The princess was not afraid of darkness. But conditions made a scientific program of exploration impossible. She moved her inquiries out toward the cave’s opening.

It was morning. Quite early; dawn, in fact. Thin, delicate clouds the color of apricots drifted jauntily above and on all sides. And as the Princess discovered by inching out to the edge on her silk-covered stomach, they drifted below as well. The dragon’s lair was indeed completely unapproachable by foot. Unretreatable, too, or whatever the complementary verb might be. She was trapped.

Ousmani sat for some time contemplating the prospect of the new day, outwardly so bright and cheerful, yet in its essence bleak. She allowed herself some melancholy, for would not her situation upon escaping from the cave be almost as hopeless as it was now?
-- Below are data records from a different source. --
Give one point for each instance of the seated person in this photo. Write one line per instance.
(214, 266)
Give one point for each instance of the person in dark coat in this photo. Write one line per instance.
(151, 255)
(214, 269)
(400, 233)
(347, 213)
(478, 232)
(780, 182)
Her rescuers, followers of the Imam, had been persuaded to deliver her to this holy man’s hareem. There she would live, if breath alone meant life. But her mind would stifle, smothered in layers of doctrine like muslin, light but numberless swathes of it falling upon her till she was buried, though yet undead. And her body…she shuddered and drew back from the cave’s opening. Best not to dwell on that. There would be a struggle, between the Imam and her father, between her father and the Caliph. Her loins would be the battlefield.

Resolutely, the Princess turned her back on these problems. If life looked to be so insupportable outside the cave, she would concentrate once more on what went on within it.

Her eyes adjusted, and gradually she saw what had escaped her notice on her way to the opening: dim recesses on either side. The one on the left proved to contain logs of wood, stacked in rough pyramids. If the dragon’s absence continued long, she might be glad of such a ready supply of fuel. But from what she had observed on the journey into this cold and barbarous land, she would need some sort of kindling as well.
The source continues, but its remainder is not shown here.